Most competitive games reach an equilibrium stage that’s often called the metagame. An important distinct to note is that while gamers can reach an equilibrium, it is not necessary the solution to the game, rather, the metagame is the solution to what everyone currently understands and know in the game’s player base.

There are also games that do not have an equilibrium. For instance, there is no equilibrium strategy to play in Rock, Paper, Scissors. By comparison, marines and medics is often considered an equilibrium strategy for playing Terran in Starcraft. The player can choose to build purely medics, purely marines, or a mixture of both. Their best decision tends to be to build a mixture. In game theory, this is called the dominant strategy because compared to the alternative strategies, the dominant strategy is always better.

Practically speaking, it is very difficult to design a game that has no equilibria. It is also very difficult to build complex games with an equilibrium in mind. Most games have evolved outside of their creator’s predictions; it’s why games tend to be imbalanced until substantial play testing has occurred. A game designer can try to influence the equilibrium, but it’s unlikely that he’ll predict what ultimately will be done in a competitive environment. The collective gaming community has proven to be far superior in finding the best strategies. Afterall, I doubt that the original designers of Starcraft even considered building supply depots in front of their bunkers.

From a game theory perspective, games that have no equilibrium have no solutions. To an extent, games, in particular, RTS, that do not have very strong equilibrium strategies tend to be casual. The lack of equilibrium strategies make it difficult to win, at least in terms of strategic thinking because there are no “solutions” that can be played by higher skilled players. In other words, there is no hierarchy; no ladder or ranking system because you cannot be better than another player. When strategic play becomes less important, the next most important factor is the player’s performance which is reflexes, mental state, micro, and other factors that can be improved by practice. It may not matter what you play in Rock, Paper, Scissors, but you can at least intimidate him with mind games which I suppose could give you the winning edge.

There is another form of competitive gaming that should be noted. There are games that are won by strategies which we can discuss using the tools of game theory, however, there are also games that rely on performance. Games like Soccer and Counter-Strike have some degrees of metagame, but compared to a RTS, they tend to be more dependent on player performance (ie. how fast you can headshot someone with the AK as opposed to choosing between building more troops versus expanding). Competitive gaming exists outside of game theory solutions, but those tend to be games of performance rather than strategy.

Would a rational actor ever build a weapon that would destroy both himself and his opponent?

If we take it at face value, it would seem that it’s never a good idea to make something that would harm you and your opponent. Afterall, despite man’s impeccable’s record for finding new ways of killing, he still values self preservation fairly highly. Even in scenarios such as suicide bombing, the bomber is usually convinced that he’s dying for a good cause or that there is an afterlife which is worth blowing himself up for.

So here’s a basic sequential game. The actor, row, goes first and the actor, column, goes second. Row’s nuclear weapon does not harm himself while column’s nuclear weapon is self destructive. A utility of 1 means survival. A utility of 0 means destruction.

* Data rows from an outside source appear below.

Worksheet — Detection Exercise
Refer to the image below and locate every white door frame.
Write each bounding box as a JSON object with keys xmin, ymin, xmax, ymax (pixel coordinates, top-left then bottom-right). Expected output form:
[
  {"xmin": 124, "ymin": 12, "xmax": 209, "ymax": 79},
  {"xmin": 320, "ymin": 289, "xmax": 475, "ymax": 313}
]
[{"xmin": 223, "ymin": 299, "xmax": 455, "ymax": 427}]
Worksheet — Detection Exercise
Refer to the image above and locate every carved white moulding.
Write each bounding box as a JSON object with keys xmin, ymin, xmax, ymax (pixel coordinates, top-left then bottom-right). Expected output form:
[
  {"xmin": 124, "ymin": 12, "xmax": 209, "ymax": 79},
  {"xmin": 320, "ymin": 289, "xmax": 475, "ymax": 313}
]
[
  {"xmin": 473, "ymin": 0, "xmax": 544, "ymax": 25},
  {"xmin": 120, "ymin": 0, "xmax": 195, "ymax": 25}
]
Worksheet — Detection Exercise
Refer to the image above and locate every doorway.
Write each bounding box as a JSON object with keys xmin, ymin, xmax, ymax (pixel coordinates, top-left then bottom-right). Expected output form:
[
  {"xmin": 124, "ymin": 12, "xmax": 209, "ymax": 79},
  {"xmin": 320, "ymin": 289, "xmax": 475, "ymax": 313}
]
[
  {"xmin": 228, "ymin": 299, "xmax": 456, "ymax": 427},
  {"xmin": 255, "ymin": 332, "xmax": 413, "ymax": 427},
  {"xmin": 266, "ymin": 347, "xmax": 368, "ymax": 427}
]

The Nash Equilibrium for this game is 1, 1. If row decides to Nuke, column can punish row by nuking as well. To column, it makes no difference. Once row has launched his missiles, he is as good as dead. Because row knows that if he nukes, column will punish, his best strategy is to not nuke. Column’s best decision is then to not nuke.

So the above scenario is still fairly abstract. There are a few things to note. The game does not predict what will happen in the future. It may well be that both parties will decide to develop even more destructive and effective weapons, or it could be that both parties will try to negotiate disarmament. I cannot forecast how the game will change, but I can say that under the circumstances in the above game, it is entirely rational to have a weapon that’s self destructive.

The key is that column does not build the self destructive weapon because he wants everybody to die. In fact, everybody dying is equally as bad as having row nuke for column. He builds the weapon because row will react differently if he knows that he cannot nuke with impunity. Having the weapon is better than having no weapon. Having no weapon is effectively declaring to row that you will always play a no nuke strategy in which case column’s fate depends on whether or not row feels like destroying column. If we modify row’s utility value from deciding to nuke to be 1.1 so that it’s higher than 1, row still does not have an incentive deviate if it knows that column will nuke if it does so. We can interpret the 1.1 utility as row’s increased utility from not having an opponent. Now if column is forced to play a not nuke strategy because it does not have the weapon available, then row’s best decision would be to nuke. Column has a clear incentive to have the weapon.